Trop tard, le commandant avait filé plus vite que son ombre, emportant avec lui sa chaleur et sa lumière. Soupirant fortement, le lieutenant se demanda subrepticement si tous les pirates étaient aussi frivoles. Il passa une main sur son visage, bien ennuyé de devoir courser le pirate dans son état. Son épaule avait besoin de repos après l'exercice de voltige qu'il s'était accordé tout à l'heure. Fort de sa décision, Pell s'apprêtait à laisser tomber lorsqu'une voix lointaine lui parvint.
« Yoi, et bien ? Ne me dit pas que tu as peur de l'altitude, j'aurais peine à te croire. »
Malgré lui, l'homme-faucon sourit, amusé par la tentative.
« Monsieur fait de l'humour… »
Très bien, à charge de revanche. L'homme-faucon allait lui montrer de quel bois il se chauffait. La seconde d'après, un faucon filait dans les airs, plus rapide que le vent et disparut entre les nuages.
Tant pis pour le médecin du palais qui allait sans doute lui passer un savon. Quant à Chaka… Pell préféra ne pas y penser.

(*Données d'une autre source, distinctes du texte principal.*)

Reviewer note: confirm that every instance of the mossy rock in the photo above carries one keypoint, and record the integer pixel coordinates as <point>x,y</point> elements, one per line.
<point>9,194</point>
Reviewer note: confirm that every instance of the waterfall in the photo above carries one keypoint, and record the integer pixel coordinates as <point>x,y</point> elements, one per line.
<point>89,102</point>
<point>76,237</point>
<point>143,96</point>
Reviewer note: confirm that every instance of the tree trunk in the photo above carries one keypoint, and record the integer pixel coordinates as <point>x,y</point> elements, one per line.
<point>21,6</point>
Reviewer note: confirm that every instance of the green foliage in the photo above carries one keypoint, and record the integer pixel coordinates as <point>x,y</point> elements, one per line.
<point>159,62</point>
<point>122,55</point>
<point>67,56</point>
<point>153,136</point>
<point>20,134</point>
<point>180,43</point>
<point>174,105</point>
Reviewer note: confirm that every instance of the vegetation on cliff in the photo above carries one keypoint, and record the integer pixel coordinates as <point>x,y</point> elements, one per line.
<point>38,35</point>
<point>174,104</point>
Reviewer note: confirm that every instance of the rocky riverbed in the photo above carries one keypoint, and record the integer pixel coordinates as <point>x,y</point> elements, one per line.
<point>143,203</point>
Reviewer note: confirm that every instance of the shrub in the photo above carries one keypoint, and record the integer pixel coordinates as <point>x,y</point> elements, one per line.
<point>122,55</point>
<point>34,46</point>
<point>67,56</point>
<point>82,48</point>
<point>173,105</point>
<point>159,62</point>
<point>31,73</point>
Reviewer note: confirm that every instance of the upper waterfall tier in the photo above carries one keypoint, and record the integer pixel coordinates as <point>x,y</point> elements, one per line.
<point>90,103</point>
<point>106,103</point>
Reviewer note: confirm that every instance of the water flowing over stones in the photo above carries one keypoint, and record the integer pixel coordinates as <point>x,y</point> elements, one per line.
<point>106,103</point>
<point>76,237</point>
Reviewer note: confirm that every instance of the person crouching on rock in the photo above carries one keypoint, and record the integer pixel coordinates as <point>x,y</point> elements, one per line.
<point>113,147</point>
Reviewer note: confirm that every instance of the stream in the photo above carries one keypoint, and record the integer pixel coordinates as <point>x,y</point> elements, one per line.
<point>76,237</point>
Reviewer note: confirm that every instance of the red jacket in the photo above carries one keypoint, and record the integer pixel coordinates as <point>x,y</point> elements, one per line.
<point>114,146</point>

Dans une taverne non loin de là, l'ambiance battait son plein, les verres s'entrechoquaient et les chansons se mêlaient au tintamarre des hommes et des femmes qui faisaient la fête. Un citoyen en sortit, titubant légèrement, à peine gêné par le froid qui régnait à cette heure de la nuit. Il s'étira de tout son long avant de porter son regard sur les étoiles. L'instant d'après, sa mâchoire se décrochait sous la surprise. Il beugla à l'adresse d'un homme, resté dans la taverne.
« Hé, Joe, viens voir, il y a une étoile qui bouge dans l'ciel !
- Toi, t'as encore trop forcé sur la bibine.
- Non, j'te jure ! J'ai pas la berlue !
- R'viens t'asseoir au lieu de déblatérer des âneries, Averell ! Tu vas m'faire l'plaisir de cuver tes pintes, j'ai pas envie d'recevoir les foudres de ta femme à ta place. »
Sous la menace cachée, le dénommé rentra dare-dare, sans discuter, oubliant bien vite l'étrange étoile.
Loin du tumulte du peuple, le phénix s'inquiétait de ne plus voir l'homme-faucon dans son champ de vision. Ce dernier était pourtant juste derrière lui lorsqu'il avait regardé par-dessus son épaule. Étrange…
Soudainement, un sifflement aiguë résonna dans le silence de la nuit, de plus en plus fort. Intrigué, Marco regarda de tous côtés, à la recherche de l'origine du bruit. Rien à gauche, rien à droite. Pas plus devant que derrière. Fronçant les sourcils, il leva la tête et s'écarta brusquement en un ballet de plumes et de feu bleu. L'instant d'après, une masse s'abattait en piquet, à l'endroit même où il se trouvait quelques secondes auparavant.
Lorsqu'il passa à quelques centimètres du phénix, Pell lui adressa un regard éloquent. Les secondes semblaient s'être allongées, le temps d'un bref échange visuel. De la surprise pour l'un et de l'assurance presque insolente pour l'autre. Bien vite, le lien se cassa et le temps reprit son cours. L'homme-faucon avait profité des avantages de son fruit du démon pour rattraper le commandant : il s'était posté au-dessus de sa cible avant de fondre en piqué, atteignant ainsi une vitesse vertigineuse, propre aux faucons.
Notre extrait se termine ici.